The Four Seasons murals were created as part of the 1914 City Hospital Mural Project in Indianapolis, Indiana. In 1911, Indianapolis City Hospital expanded by adding two dedicated patient buildings, the Burdsal Units. St. Margaret's Hospital Guild, a local women's volunteer group dedicated to supporting the City Hospital, donated money for decoration of the new wards, which resulted in the world's first large-scale mural project in a public hospital. Sixteen of Indiana's "finest and most promising" artists, including Steele, were invited to contribute to the mural project. Despite the limited budget, Steele and the other artists committed to completing the project for the wages of a union house painter, approximately $75–100 per month.

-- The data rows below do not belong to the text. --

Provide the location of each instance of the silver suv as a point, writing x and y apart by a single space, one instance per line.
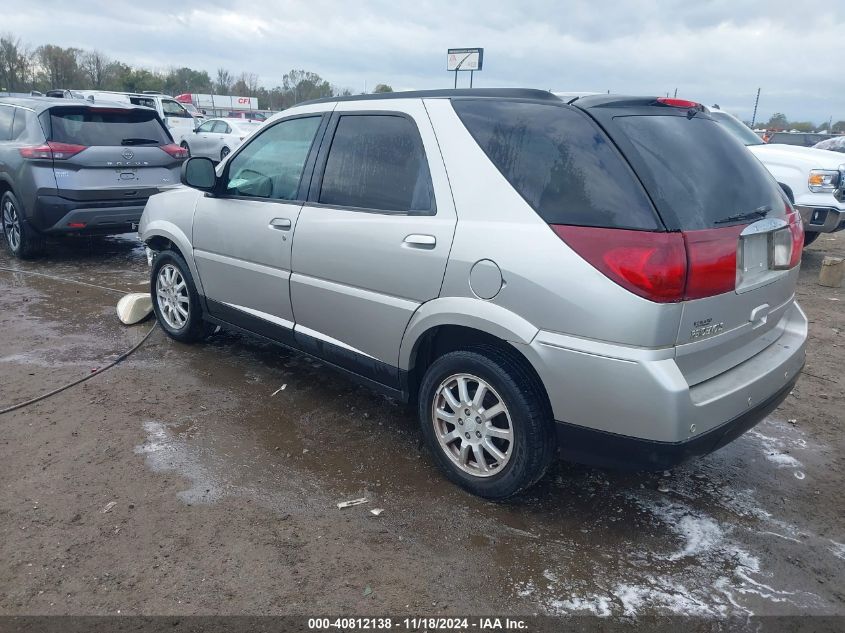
611 278
68 166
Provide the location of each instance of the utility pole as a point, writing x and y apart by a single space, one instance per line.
754 116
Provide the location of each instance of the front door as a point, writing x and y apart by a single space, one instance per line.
242 237
373 240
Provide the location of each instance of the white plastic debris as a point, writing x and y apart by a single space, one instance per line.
134 307
353 502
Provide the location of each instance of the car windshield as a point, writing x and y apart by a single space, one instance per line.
737 128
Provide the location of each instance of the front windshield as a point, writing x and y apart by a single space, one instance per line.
737 128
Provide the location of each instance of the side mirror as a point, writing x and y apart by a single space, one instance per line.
198 172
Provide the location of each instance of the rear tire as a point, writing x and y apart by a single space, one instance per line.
176 301
518 458
21 239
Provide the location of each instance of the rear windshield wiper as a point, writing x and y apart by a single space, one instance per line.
762 212
140 141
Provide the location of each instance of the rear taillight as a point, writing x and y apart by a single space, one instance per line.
51 150
176 151
712 261
668 267
652 265
680 103
796 229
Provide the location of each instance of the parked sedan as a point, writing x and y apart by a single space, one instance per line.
217 138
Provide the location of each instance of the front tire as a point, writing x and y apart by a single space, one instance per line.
176 300
486 420
21 239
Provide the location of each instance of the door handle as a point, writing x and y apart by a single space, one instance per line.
280 224
420 241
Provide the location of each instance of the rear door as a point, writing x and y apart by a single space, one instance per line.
373 240
110 153
200 141
242 235
705 183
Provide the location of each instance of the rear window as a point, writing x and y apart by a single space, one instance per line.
101 126
697 173
559 160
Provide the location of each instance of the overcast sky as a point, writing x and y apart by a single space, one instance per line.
713 51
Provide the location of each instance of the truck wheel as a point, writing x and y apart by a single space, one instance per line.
23 241
486 420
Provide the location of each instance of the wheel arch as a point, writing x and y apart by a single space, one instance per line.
160 235
446 325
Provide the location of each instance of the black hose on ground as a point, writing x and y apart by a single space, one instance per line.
99 371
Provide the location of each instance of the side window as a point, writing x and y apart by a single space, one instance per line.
271 164
559 161
378 162
172 108
7 113
19 124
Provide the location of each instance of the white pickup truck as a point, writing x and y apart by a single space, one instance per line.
814 179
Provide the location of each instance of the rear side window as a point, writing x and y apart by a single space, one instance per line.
378 162
7 114
559 160
103 126
697 173
19 124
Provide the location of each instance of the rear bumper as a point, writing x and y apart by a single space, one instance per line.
54 214
599 448
821 219
634 407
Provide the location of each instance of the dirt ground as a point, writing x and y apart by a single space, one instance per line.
222 496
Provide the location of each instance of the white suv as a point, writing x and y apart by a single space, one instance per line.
814 179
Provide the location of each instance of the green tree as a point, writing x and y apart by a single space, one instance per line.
95 67
15 65
302 85
60 66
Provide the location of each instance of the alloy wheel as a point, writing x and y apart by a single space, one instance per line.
11 225
172 296
472 425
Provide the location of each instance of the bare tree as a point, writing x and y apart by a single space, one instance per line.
95 65
60 65
224 81
15 64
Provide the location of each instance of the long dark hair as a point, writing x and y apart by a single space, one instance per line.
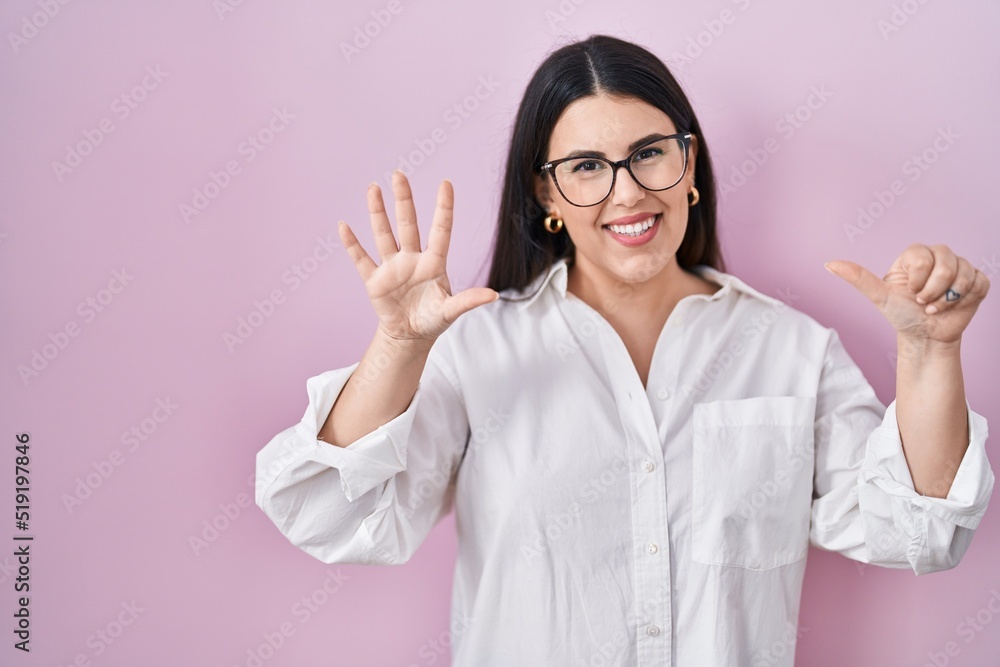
522 248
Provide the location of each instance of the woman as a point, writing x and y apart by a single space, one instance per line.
639 447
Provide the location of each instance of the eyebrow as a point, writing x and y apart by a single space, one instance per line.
631 147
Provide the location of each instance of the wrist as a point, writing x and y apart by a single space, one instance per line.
927 349
397 347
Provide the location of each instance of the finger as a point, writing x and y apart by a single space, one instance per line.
384 240
406 213
466 300
440 236
962 286
916 263
863 280
942 275
362 262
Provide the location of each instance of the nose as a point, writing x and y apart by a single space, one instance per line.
626 190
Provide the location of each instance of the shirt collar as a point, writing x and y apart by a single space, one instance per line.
556 279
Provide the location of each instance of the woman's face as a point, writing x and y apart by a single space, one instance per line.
601 124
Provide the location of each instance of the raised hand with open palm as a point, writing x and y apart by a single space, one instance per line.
410 290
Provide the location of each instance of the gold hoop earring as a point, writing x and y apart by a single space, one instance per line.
696 198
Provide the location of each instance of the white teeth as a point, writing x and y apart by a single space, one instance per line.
634 229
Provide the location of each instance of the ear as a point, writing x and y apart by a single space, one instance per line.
693 154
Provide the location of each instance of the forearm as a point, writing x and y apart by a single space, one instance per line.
931 412
379 390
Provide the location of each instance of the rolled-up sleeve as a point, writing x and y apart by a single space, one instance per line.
864 503
375 500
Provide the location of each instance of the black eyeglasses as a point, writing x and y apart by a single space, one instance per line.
588 180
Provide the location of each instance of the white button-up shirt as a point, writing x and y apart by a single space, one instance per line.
603 523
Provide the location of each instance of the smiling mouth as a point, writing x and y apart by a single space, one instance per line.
635 229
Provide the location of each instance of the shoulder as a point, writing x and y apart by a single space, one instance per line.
759 314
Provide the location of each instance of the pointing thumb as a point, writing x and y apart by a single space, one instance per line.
863 280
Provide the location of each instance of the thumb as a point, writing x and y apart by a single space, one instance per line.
863 280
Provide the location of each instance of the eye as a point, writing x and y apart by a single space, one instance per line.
647 153
587 165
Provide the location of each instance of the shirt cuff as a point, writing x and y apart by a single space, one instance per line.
363 464
885 466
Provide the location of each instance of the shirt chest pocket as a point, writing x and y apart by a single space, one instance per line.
752 481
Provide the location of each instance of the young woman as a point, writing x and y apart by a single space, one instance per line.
639 448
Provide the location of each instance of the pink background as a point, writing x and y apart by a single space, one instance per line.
162 335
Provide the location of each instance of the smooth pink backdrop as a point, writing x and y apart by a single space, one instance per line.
223 71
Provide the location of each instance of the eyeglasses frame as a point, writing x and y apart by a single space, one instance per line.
548 167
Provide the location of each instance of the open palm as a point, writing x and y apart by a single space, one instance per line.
409 290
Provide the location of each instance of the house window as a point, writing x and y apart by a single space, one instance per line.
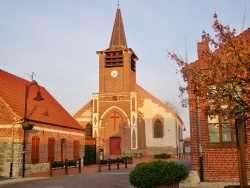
35 149
76 149
221 130
51 149
158 129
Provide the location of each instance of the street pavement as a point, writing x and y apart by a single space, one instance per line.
91 178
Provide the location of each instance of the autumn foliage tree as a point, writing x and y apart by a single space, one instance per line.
220 79
224 75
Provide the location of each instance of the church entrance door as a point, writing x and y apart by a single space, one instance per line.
115 145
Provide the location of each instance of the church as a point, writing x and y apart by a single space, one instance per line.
124 119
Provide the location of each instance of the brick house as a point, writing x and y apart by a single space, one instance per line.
124 118
55 134
211 140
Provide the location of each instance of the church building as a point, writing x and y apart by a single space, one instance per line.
123 118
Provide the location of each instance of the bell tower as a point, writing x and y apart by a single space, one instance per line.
117 64
114 108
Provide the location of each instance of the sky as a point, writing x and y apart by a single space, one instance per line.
58 40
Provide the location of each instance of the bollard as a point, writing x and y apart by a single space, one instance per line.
66 167
126 160
109 164
50 168
79 166
118 163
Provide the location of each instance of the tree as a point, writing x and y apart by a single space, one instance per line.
220 79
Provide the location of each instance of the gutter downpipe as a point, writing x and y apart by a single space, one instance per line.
200 141
12 147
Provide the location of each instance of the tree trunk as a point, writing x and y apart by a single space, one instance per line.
240 136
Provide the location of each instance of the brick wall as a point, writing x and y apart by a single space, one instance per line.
44 132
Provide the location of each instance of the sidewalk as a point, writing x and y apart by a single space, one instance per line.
93 169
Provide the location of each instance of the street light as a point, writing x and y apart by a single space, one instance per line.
37 98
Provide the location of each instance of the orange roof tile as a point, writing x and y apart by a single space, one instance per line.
48 111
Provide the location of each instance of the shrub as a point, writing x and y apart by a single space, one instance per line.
162 156
152 174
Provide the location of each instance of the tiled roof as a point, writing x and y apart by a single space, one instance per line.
49 111
143 94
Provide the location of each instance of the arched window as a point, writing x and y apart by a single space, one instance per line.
158 129
51 149
35 149
88 130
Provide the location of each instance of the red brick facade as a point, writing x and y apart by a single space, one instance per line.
122 114
220 160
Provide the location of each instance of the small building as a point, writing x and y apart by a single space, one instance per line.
123 117
213 141
55 134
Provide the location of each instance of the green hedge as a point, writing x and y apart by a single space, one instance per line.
152 174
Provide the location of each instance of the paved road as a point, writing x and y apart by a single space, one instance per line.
106 179
115 178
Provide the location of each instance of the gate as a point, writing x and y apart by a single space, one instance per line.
90 151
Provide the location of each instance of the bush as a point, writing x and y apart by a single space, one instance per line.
152 174
162 156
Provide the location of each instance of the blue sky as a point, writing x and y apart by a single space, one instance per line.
58 40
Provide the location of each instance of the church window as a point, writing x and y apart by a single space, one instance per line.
88 131
76 149
35 149
158 129
51 149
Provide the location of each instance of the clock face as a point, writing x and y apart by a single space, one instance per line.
114 73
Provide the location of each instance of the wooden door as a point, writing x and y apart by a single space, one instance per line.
115 145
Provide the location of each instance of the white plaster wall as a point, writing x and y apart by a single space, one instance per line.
149 110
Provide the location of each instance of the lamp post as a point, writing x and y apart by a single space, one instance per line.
37 98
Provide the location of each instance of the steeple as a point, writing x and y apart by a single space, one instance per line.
118 38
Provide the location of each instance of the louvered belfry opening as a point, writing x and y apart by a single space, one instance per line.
114 59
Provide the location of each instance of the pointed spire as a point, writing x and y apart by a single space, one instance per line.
118 38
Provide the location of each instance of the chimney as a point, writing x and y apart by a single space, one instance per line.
202 48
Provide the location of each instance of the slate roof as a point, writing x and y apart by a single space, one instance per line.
142 94
118 38
48 111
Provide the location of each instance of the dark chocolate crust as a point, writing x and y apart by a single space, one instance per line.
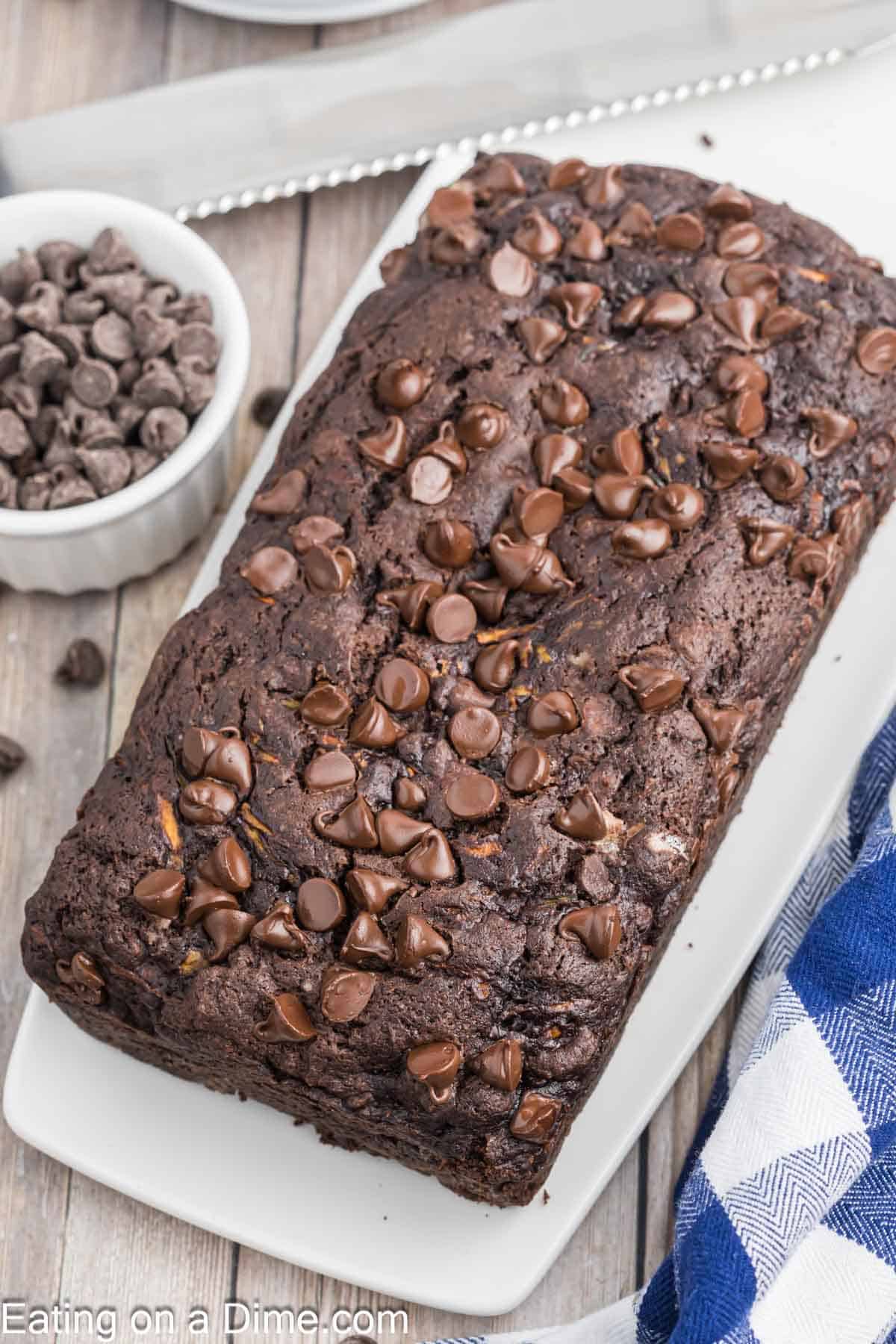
726 633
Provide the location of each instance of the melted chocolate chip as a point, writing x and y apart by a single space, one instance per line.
783 479
729 463
494 667
270 570
287 1021
470 797
876 351
765 539
366 942
555 452
328 570
386 448
279 929
669 311
284 497
418 941
541 337
448 544
320 905
371 890
346 994
227 929
682 233
677 504
511 272
528 771
563 403
830 430
452 618
326 706
474 732
160 892
553 714
598 927
618 497
501 1065
535 1119
402 685
398 833
432 859
653 688
329 771
352 827
538 237
435 1065
206 803
481 425
373 726
205 898
401 385
645 539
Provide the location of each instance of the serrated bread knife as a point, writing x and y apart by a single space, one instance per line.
489 78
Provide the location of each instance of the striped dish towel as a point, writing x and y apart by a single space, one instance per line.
786 1207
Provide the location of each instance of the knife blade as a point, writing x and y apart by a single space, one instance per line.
489 78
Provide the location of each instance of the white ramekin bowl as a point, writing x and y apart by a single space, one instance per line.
134 531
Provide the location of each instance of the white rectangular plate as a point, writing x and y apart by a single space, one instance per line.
809 141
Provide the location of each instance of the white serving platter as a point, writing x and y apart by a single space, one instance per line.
299 11
809 141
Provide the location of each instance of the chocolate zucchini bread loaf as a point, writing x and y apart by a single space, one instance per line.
411 804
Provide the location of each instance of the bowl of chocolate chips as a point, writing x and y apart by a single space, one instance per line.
124 351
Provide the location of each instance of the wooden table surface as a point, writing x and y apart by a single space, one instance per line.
63 1236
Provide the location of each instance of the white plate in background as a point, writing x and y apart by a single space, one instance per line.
813 141
299 11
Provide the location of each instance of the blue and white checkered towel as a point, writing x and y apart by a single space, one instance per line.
786 1207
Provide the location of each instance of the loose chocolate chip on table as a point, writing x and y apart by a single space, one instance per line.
418 941
598 927
329 771
11 754
160 892
653 688
470 796
84 665
287 1021
267 405
535 1119
284 497
320 905
501 1065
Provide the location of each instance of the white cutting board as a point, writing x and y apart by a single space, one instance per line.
815 141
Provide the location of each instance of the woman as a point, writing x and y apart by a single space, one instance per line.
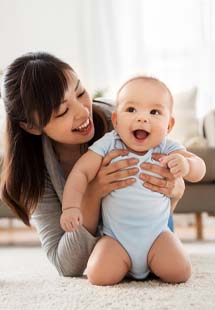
50 123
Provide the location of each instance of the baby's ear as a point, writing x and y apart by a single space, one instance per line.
114 119
171 124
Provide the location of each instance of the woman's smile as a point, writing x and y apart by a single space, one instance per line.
85 128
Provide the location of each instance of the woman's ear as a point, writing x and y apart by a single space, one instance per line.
33 130
171 124
114 119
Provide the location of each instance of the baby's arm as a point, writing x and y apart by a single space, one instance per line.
81 175
185 164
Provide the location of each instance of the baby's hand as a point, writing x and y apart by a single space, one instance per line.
177 163
71 219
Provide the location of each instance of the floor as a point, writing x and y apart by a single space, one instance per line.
15 233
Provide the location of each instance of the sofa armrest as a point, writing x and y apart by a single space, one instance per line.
208 155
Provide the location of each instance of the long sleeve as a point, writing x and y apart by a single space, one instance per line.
68 252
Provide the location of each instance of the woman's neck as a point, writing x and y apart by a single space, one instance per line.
67 155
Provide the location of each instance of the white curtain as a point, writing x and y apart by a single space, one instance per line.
171 39
109 40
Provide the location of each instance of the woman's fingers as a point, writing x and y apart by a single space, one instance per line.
121 174
154 181
113 154
162 171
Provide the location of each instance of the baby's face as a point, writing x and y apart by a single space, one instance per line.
143 117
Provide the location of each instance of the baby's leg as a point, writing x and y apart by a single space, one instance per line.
109 262
168 260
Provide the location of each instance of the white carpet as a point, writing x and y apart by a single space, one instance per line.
28 281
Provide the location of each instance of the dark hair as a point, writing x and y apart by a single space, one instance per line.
34 82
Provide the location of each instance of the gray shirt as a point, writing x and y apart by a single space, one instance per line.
67 251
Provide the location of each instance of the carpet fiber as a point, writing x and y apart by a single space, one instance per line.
28 281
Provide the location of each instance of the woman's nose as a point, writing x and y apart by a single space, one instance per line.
81 112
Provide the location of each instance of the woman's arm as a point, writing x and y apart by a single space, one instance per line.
168 185
68 252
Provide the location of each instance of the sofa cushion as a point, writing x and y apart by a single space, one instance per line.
208 155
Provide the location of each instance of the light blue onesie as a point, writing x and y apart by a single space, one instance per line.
135 215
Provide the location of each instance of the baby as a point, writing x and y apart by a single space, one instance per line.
136 238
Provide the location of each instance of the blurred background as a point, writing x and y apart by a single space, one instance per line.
108 41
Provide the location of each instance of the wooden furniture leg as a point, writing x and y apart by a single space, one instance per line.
199 226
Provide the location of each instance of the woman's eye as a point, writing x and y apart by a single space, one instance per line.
155 112
59 115
81 94
130 110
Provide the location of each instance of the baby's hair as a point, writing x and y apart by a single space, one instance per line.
147 79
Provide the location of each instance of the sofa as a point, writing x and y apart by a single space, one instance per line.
200 197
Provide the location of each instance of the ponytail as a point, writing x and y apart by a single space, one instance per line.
23 171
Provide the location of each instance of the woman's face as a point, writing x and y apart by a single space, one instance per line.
72 123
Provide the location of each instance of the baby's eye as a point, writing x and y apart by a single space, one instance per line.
155 112
131 110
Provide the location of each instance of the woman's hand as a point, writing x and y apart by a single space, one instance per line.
110 174
168 185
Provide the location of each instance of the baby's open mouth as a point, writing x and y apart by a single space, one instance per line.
140 134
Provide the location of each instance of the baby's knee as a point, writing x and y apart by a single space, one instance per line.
179 274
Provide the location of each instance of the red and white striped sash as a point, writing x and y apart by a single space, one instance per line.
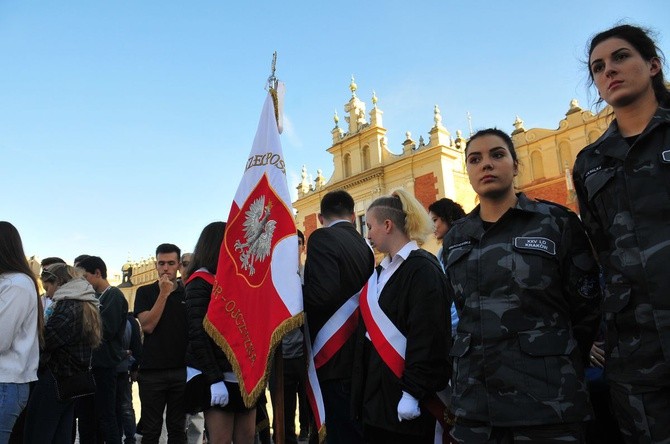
389 342
336 331
314 395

While the majority of artists worked on-site at the hospital, Steele painted the Four Seasons murals at his home, "The House of the Singing Winds," in Brown County, Indiana. Because the canvases and frameworks were so large, and his existing studio could not accommodate the space required, Steele painted the murals in his living room. In late 1914, before they were installed in the hospital, the Four Seasons murals were exhibited at the Herron Art Institute. Upon arrival at City Hospital, the four canvases were mounted to patient ward walls using a mixture of white lead and damar varnish. Once hung, the adhesive was further secured by covering the completed murals with thick layers of varnish.

=== Conservation ===
In 1967, imminent renovation plans for the Burdsal units endangered the mural collection. Through a campaign organized by St. Margaret's Hospital Guild, Steele's murals were slated for conservation by the James G. Snodgrass Studio. The four murals were removed from the building's walls, mounted to masonite, restored, and displayed at the Indiana State Museum. With building renovations complete, in 1976, three of Steele's murals - Spring, Summer, and Autumn - were returned to the hospital, where they hung in conference rooms. The fourth mural, Winter, was gifted to the museum as a gesture of gratitude for the works' safekeeping.

=== Location ===
The Four Seasons mural fragments were reunited with the 2013 opening of a new Sidney and Lois Eskenazi Hospital campus and are part of the Eskenazi Health Art Collection. Winter is on loan for 99 years from the Indiana State Museum. The Four Seasons mural fragments are located in The Rapp Family Conference Center: Steele Corridor on the first floor of the Sidney & Lois Eskenazi Hospital and are "Dedicated with gratitude, The Penrod Society.”

== Artist ==

Theodore Clement Steele (1847–1926) was an Impressionist painter known for his portraits and Indiana landscape paintings. Born and raised in Indiana, he studied at the Royal Academy when he and his family moved to Munich in 1879. Steele returned to Indiana in 1885 and was part of a group of well-known Indiana artists, the Hoosier Group. Among others, Steele's work is included at the Haan Mansion Museum of Indiana Art, Indiana State Museum, Indianapolis Museum of Art, the Los Angeles County Museum of Art, and the Indiana University Art Museum in Bloomington, Indiana.